Zuckerberg's first foray into politics was an immigration advocacy super PAC called FWD.us, which he mentioned in a recent Facebook post about Trump's immigration order; CZI's top priorities are changing policy in education and science. In January, the initiative announced that it hired former Obama campaign manager David Plouffe as "political muscle" for its advocacy goals. (Ken Mehlman, who managed George W. Bush's re-election campaign, will sit on CZI's advisory board.) In an interview with the New York Times, Zuckerberg argued that bipartisan political operatives were necessary for CZI to do its good work: "You can make change, but in order for it to be sustainable, you need to build a movement to support it."
A job application for CZI's director of advocacy says candidates must be as comfortable in a room full of engineers as they are "in the basement of a church rallying people to organize on behalf of criminal justice reform."

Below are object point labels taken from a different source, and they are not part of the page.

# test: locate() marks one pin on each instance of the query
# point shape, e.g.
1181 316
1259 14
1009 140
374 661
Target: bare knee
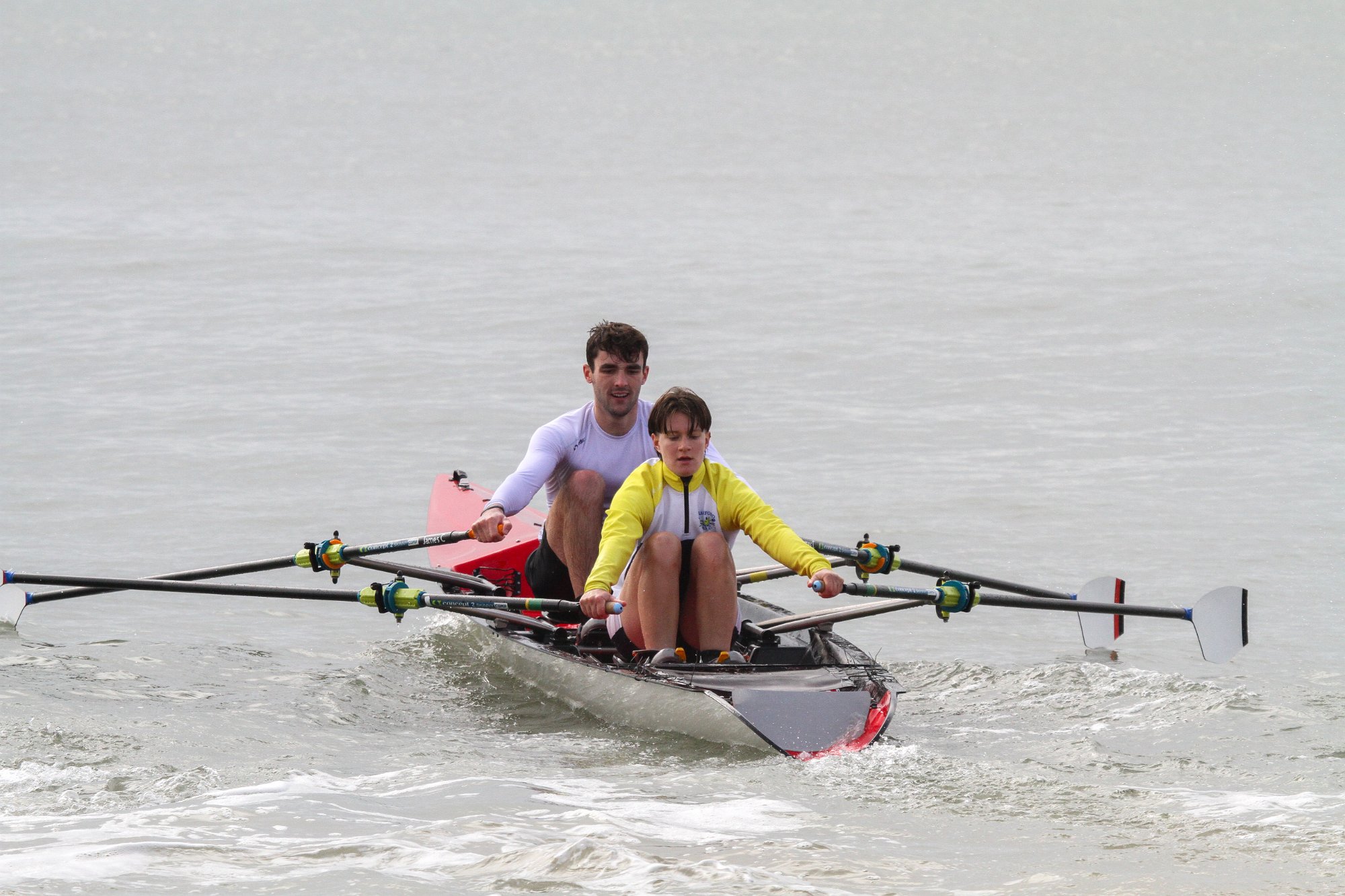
664 549
711 548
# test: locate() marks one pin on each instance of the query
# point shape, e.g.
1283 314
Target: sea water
1047 291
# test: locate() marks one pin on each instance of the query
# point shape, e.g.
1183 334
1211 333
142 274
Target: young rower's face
617 382
681 447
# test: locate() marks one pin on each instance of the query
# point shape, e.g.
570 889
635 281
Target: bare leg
575 525
650 594
711 606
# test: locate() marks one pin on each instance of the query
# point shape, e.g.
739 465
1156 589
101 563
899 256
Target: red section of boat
458 505
874 727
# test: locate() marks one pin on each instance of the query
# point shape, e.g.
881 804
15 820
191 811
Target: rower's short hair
679 400
619 339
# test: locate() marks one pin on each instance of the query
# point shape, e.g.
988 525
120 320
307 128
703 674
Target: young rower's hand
594 603
832 583
492 526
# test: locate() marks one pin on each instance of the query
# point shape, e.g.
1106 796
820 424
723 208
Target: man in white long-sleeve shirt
582 458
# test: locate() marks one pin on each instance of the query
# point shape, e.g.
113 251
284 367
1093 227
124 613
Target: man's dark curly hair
622 341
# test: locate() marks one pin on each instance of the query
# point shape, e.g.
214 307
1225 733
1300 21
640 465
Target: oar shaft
769 573
184 587
404 544
299 594
927 569
810 620
442 576
1085 607
348 552
190 575
1026 603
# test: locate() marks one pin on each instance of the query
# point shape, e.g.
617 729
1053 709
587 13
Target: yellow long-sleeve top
654 498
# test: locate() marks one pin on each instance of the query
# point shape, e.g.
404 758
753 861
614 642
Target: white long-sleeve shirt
575 442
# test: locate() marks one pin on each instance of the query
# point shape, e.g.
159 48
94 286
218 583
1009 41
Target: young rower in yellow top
679 516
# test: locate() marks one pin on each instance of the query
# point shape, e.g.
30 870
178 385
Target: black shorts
547 575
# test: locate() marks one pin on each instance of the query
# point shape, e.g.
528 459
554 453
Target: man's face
617 382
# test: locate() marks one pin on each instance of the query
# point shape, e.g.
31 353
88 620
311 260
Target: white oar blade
1102 630
1221 619
13 600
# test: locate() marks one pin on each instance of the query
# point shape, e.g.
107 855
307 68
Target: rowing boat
805 690
804 693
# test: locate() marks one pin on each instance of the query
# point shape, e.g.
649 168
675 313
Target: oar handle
886 591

Zuckerberg is far from the first capitalist to switch gears from showing no mercy in the public markets to launching a massive foundation. "Some people choose to focus on building their business before turning to philanthropy in a big way," Microsoft founder Bill Gates wrote in an email to BuzzFeed News. "But it's exciting and inspiring to see younger people like Mark and Priscilla realize that they can do both — they can make an incredible impact on the world through philanthropy and Mark can continue to build and lead Facebook to new heights."
That desire to "do both" helps explain why Zuckerberg might need the brownie points. Uber's downward spiral over the past few months is ample evidence of how much a company's bottom line can rest on the public's impression of its CEO. Likability is an asset when it comes to backlash from Facebook's disillusioned workforce, populist backlash against Silicon Valley, even faith in the free market itself. (After the launch of CZI, The New Yorker wrote that charitable giving on this scale makes the inequalities of modern capitalism "seem somewhat more defensible." Tech columnist David Pogue shared a similar sentiment, except a decade earlier, declaring that he could no longer consider the founder of Microsoft a ruthless monopolist after he donated 95% of his fortune: "Mr. Gates's entire life arc suddenly looks like a 35-year game of Robin Hood."
In interviews with BuzzFeed News, Zuckerberg's mentors — including Hoffman, SV Angel founder Ron Conway, and early Facebook employee Matt Cohler, who is now a partner at Benchmark Capital — all argued that Zuckerberg's recent likability blitz is genuine, part of a continuous evolution brought on by increased maturity, acceptance of responsibility, and becoming a dad. As Hoffman — who recently announced a $20 million donation to CZI's Biohub — said, if in 2010 Zuckerberg's public perception was as a hoodie-wearing creep with poor social skills, now there's a realization that "in addition to a super smart, super capable guy, he is also is a loving father, he has kind of a personal voice, he has emotional vibrancy."
"Do I think it's calculated?" Hammerling asked. "Absolutely, but that doesn't mean calculated in a bad way. He's testing his comfort level."
Hoffman stressed that the newfound personal transparency isn't a PR ploy. "It's substantive. It's not like marketing, brand image, 'Oh, I'm gonna do the cute dog pictures because everybody likes cute dog pictures and letters to children.'" In his view, Zuckerberg is "working aggressively to have a bunch of power in order to move the world the right way" and is earnestly committed to his mission.
It may look like he's power hungry, but Zuckerberg simply trusts himself, and with good reason. Historically, a former executive said, Zuckerberg's "long-term decision-making worked out better than instincts of other people who may have influenced him, like Wall Street." When Facebook first launched, it had a tagline across the bottom of the page that said "a Mark Zuckerberg production"; perhaps that's still the case.
The same former Facebook executive described Zuckerberg as a genuinely curious person who wants to understand the world. Like many other Americans, elites or otherwise, Zuckerberg is trying to get out of his filter bubble.
"People can make fun of him going around the country and visiting diners, but they're all sitting in their little homes trying to one up each other," said Swisher, "At least someone is trying, even if it seems like French King visiting the countryside."